Une récente étude, publiée dans l’International Journal of Health Geographics, menée par des chercheurs de l’Institut Tropical et de Santé Publique Suisse (Swiss TPH) et de l’Institut de Recherche Médicale du Kenya (KEMRI), fournit des informations cruciales sur l’influence des facteurs climatiques comme les précipitations et les températures, ainsi que des changements socio-économiques, tels que l’urbanisation et les interventions antipaludiques, sur la transmission de cette maladie au Kenya.
« En utilisant des modèles géostatistiques avancés basés sur des enquêtes nationales sur le paludisme entre 2015 et 2020, nous avons observé qu’en dépit d’une baisse générale du paludisme, le risque a fortement augmenté dans certaines régions, en particulier dans le nord du Kenya », a expliqué Bryan Nyawanda, chercheur au Swiss TPH. « Nos résultats révèlent que les actions de santé publique doivent évoluer rapidement pour faire face au paludisme dans un contexte de changement environnemental. »

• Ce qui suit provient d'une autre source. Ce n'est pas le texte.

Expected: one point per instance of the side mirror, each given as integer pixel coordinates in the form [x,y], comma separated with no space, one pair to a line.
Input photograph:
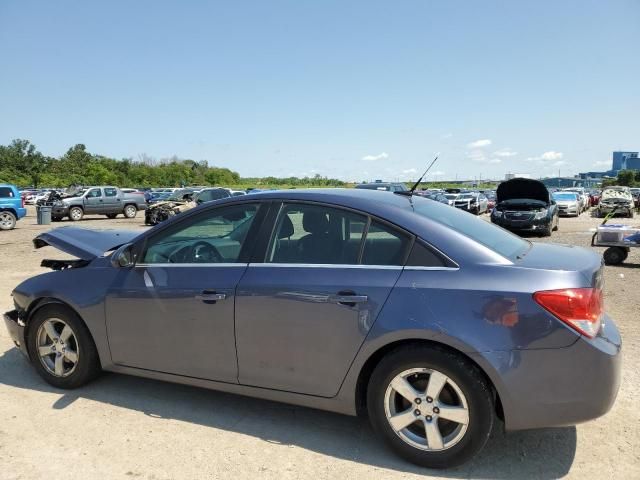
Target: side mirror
[123,257]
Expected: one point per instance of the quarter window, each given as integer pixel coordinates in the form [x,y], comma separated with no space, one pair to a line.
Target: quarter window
[316,234]
[216,236]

Évolution du paludisme et impact climatique
L’étude montre qu’entre 2015 et 2020, le Kenya a enregistré une baisse notable de la prévalence globale du paludisme, qui est passée de 8 % à 6 %, notamment chez les enfants. Les enfants de moins de cinq ans ont bénéficié d’une réduction de 31 %, et ceux de 5 à 14 ans d’une diminution de 26 %. Ces progrès traduisent les effets positifs des mesures de lutte contre le paludisme, telles que l’usage de moustiquaires imprégnées d’insecticide (ITN), la pulvérisation intérieure d’insecticide (IRS) et les traitements antipaludiques.

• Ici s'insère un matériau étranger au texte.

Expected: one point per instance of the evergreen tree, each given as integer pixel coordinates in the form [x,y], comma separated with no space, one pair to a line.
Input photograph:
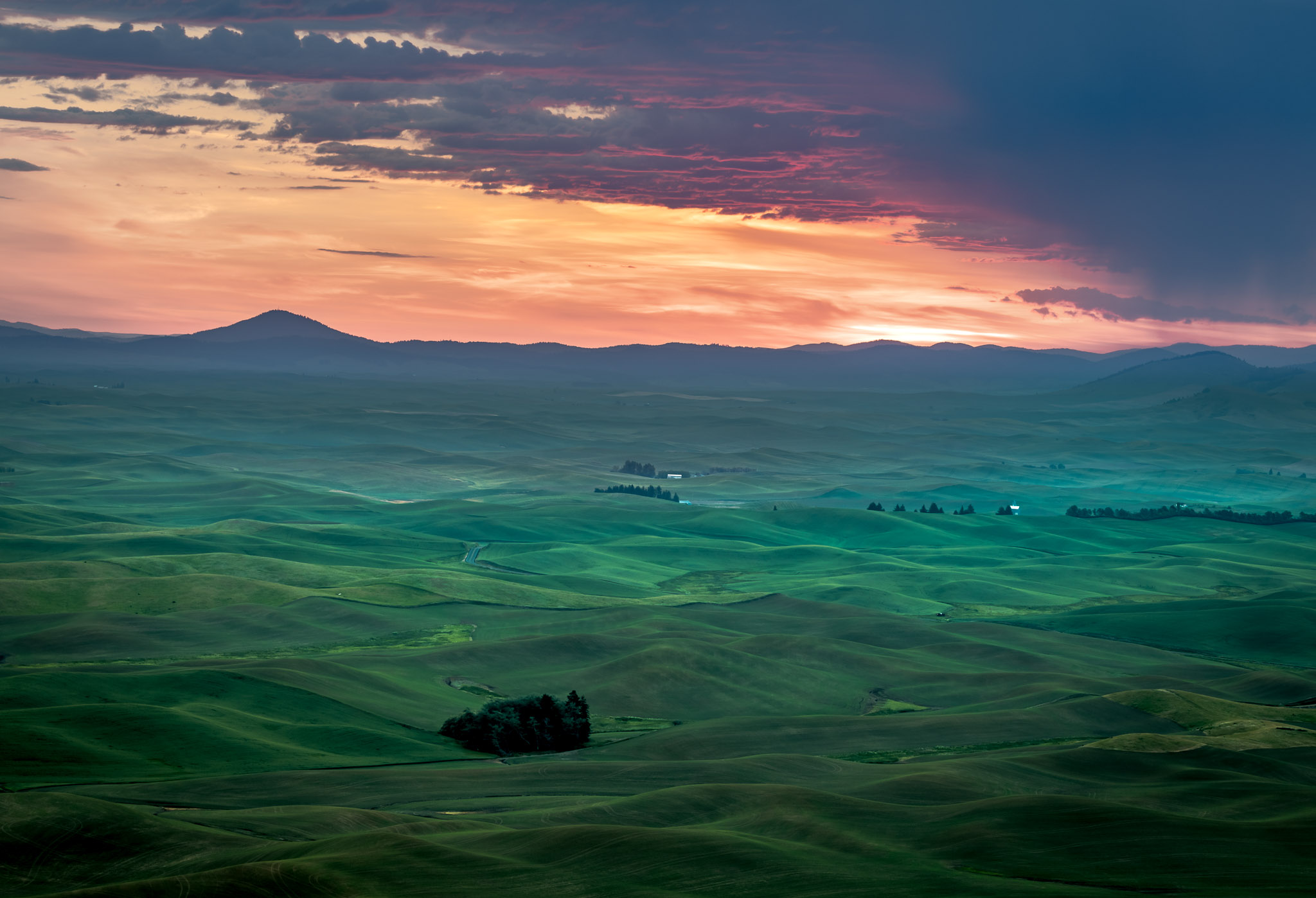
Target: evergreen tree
[577,718]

Cependant, les cas de paludisme ont augmenté dans le nord du Kenya. Dans des zones comme le Turkana, le risque de paludisme a été multiplié par trois ou quatre. L’étude suggère que les précipitations et températures élevées favorisent la reproduction des moustiques et que les changements d’utilisation des terres, notamment à travers l’exploitation minière et la déforestation, pourraient contribuer à cette augmentation. « La réduction globale du paludisme est encourageante, mais la hausse dans certaines régions montre à quel point les effets du changement climatique peuvent être imprévisibles », a déclaré Penelope Vounatsou, cheffe de l’unité de biostatistique au Swiss TPH. « Cela souligne la nécessité de stratégies localisées pour faire face à ces nouveaux défis. »

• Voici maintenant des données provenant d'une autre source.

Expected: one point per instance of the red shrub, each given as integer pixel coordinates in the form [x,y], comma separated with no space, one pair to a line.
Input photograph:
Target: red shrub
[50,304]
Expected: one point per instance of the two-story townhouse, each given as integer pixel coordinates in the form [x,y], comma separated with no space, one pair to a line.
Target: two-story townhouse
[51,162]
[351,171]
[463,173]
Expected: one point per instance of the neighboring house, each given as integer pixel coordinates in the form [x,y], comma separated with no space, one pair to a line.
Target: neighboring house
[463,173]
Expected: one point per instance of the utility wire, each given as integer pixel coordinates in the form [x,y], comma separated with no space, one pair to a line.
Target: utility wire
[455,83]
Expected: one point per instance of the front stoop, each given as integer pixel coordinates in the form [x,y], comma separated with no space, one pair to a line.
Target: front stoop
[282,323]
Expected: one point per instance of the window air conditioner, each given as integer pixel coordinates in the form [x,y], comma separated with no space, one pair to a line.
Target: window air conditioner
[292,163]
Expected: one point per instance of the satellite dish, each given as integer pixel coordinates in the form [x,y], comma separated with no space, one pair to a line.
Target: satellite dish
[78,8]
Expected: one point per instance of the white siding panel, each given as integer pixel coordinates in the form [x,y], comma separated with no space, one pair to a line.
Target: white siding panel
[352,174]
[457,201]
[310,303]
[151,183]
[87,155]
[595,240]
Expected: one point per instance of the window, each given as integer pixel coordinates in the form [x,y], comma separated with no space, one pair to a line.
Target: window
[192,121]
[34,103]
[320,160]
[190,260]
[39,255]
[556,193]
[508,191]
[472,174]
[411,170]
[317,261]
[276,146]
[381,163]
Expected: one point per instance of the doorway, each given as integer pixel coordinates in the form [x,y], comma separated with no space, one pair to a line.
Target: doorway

Urbanisation et variabilité climatique
Les zones présentant un développement accru, identifié par une intensité lumineuse nocturne plus élevée, ont affiché des taux de paludisme plus faibles. Cette diminution pourrait résulter d’une amélioration des infrastructures, réduisant l’exposition humaine aux moustiques, ainsi que d’un meilleur accès aux soins de santé et aux mesures de prévention. Curieusement, le lien entre l’augmentation des précipitations et le paludisme, fort en 2015, s’est atténué en 2020. Cela suggère que d’autres facteurs, tels que l’urbanisation et les efforts antipaludiques, jouent un rôle croissant.
Adapter les stratégies de santé publique

Les moyens traditionnels comme les moustiquaires imprégnées (ITN) et la chimio-prévention saisonnière devraient être complétés par de nouvelles approches, telles que les répulsifs spatiaux et les insecticides de nouvelle génération, pour protéger les régions vulnérables. « Le changement climatique exige des solutions novatrices », a ajouté Nyawanda. « En comprenant les interactions entre les facteurs environnementaux et socio-économiques, nous pourrons mieux allouer les ressources et adapter les stratégies pour protéger les populations les plus à risque. »
Avec l’évolution des modèles climatiques à l’échelle mondiale, les pays confrontés à des défis similaires peuvent s’inspirer de modèles géostatistiques comme ceux de cette étude pour mieux comprendre les tendances du paludisme et concevoir des stratégies appropriées. Cette recherche apporte des perspectives essentielles pour lutter contre le paludisme et le changement climatique à l’échelle internationale.